Homes reconfigures elements of this story – including her adoption by a couple who had not long previously lost their infant son – in The Unfolding, where they sit, with no apparent affinity, in the middle of a frantic and surreal exploration of the embryonic days of the MAGA movement. What has a story of a group of wealthy, privileged men so horrified by Barack Obama’s victory over John McCain that they immediately form a secret cabal to right this wrong to do with the complex intimacies of a family tragedy?

Everything, as it turns out. The Unfolding is a novel about how trauma and its repression will wreak havoc when it inevitably returns; how a failure to acknowledge it will distort and disrupt one’s actions, possibly in perpetuity; and how such a state of affairs might apply just as well to the development of nations and societies as of families.

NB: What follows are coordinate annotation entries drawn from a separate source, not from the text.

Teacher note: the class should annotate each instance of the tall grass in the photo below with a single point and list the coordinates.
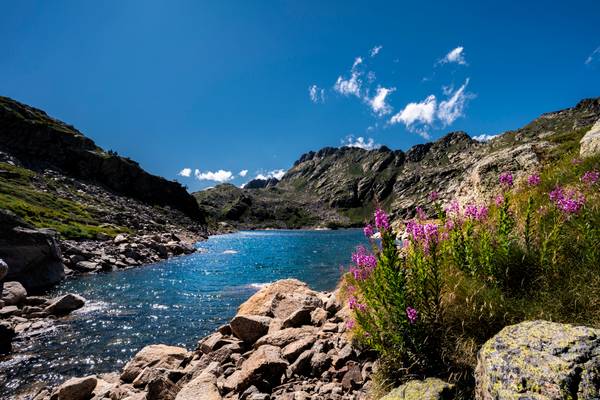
(426, 303)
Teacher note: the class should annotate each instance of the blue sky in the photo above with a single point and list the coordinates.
(226, 86)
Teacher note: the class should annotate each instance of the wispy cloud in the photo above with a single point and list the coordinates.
(276, 173)
(360, 142)
(351, 86)
(317, 94)
(456, 56)
(484, 137)
(217, 176)
(378, 102)
(594, 57)
(375, 50)
(413, 114)
(453, 108)
(186, 172)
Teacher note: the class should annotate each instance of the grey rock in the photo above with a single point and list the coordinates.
(13, 293)
(542, 360)
(65, 304)
(428, 389)
(250, 328)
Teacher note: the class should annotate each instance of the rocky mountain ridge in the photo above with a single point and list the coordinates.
(347, 183)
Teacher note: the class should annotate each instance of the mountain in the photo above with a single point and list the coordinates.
(40, 142)
(341, 186)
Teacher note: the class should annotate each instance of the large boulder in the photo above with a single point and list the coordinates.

Like the sinkhole that opens up in a rich man’s lawn in Homes’s novel This Book Will Save Your Life, published the year before her memoir, the psychic chasm will swallow everything.

Not that this is how ‘the Big Guy’, The Unfolding’s central character, would see it. As the novel opens, he sits distraught in the bar of the Biltmore Hotel in Arizona, the site of McCain’s results party, drinking whisky and plotting ‘a forced correction’ to the nightmare from which there is no waking. By the end of the evening, he is asking the bartender to rustle him up soft-boiled eggs and toast soldiers.

What he and the bizarre crew of conspirators, who egotistically model themselves on Eisenhower’s emergency committee for the continuation of society, fear that they are on the brink of losing is never made explicit. It might include a threat to their own opportunities for personal enrichment and advancement; but their fears are also – clearly and obscurely at the same time – linked to fantasies of political, social and racial supremacy. Every cloud, though, has a silver lining: if a catastrophe is brewing, only the right sort of men – and naturally they are men – can stop it.

Homes is a funny, funny writer: her wild and satirical imagining of the group’s planning meetings leaves you in no doubt that you wouldn’t trust them to change the oil in your car, let alone a regime; they all seem quite mad. A particularly unhinged scene has them conducting target practice on some old dressmaker’s dummies belonging to the Big Guy’s wife, now safely tucked away in the Betty Ford Clinic. Unsurprisingly there is a weird erotic charge to the whole tableau, made even odder when a private militia turns up in helicopters and mistakenly believe they are responsible for the strewn heads and torsos on their makeshift landing patch.

Funny, of course, until it’s terrifying. The Unfolding runs from election night to the inauguration, by which time the group have begun to hit on the idea of birtherism, and the power of conspiracy more generally. The reader knows where this leads: straight to the Capitol on 6 January last year and QAnon and dangerous dimwits in antlers.

Where it has come from, and how this relates to the novel’s other strand – the slow awakening of the Big Guy’s daughter Meghan to the fractures in her family and the cover-ups that have ensured that they haven’t healed – is a more subtle unfolding. Telling yourself, or being told, a story about your parentage, your origins, your identity, Homes seems to say, is all very well until someone pulls the rug. Whether you choose at that moment to look at what’s beneath it or simply write a cheque for a larger, better one is up to you.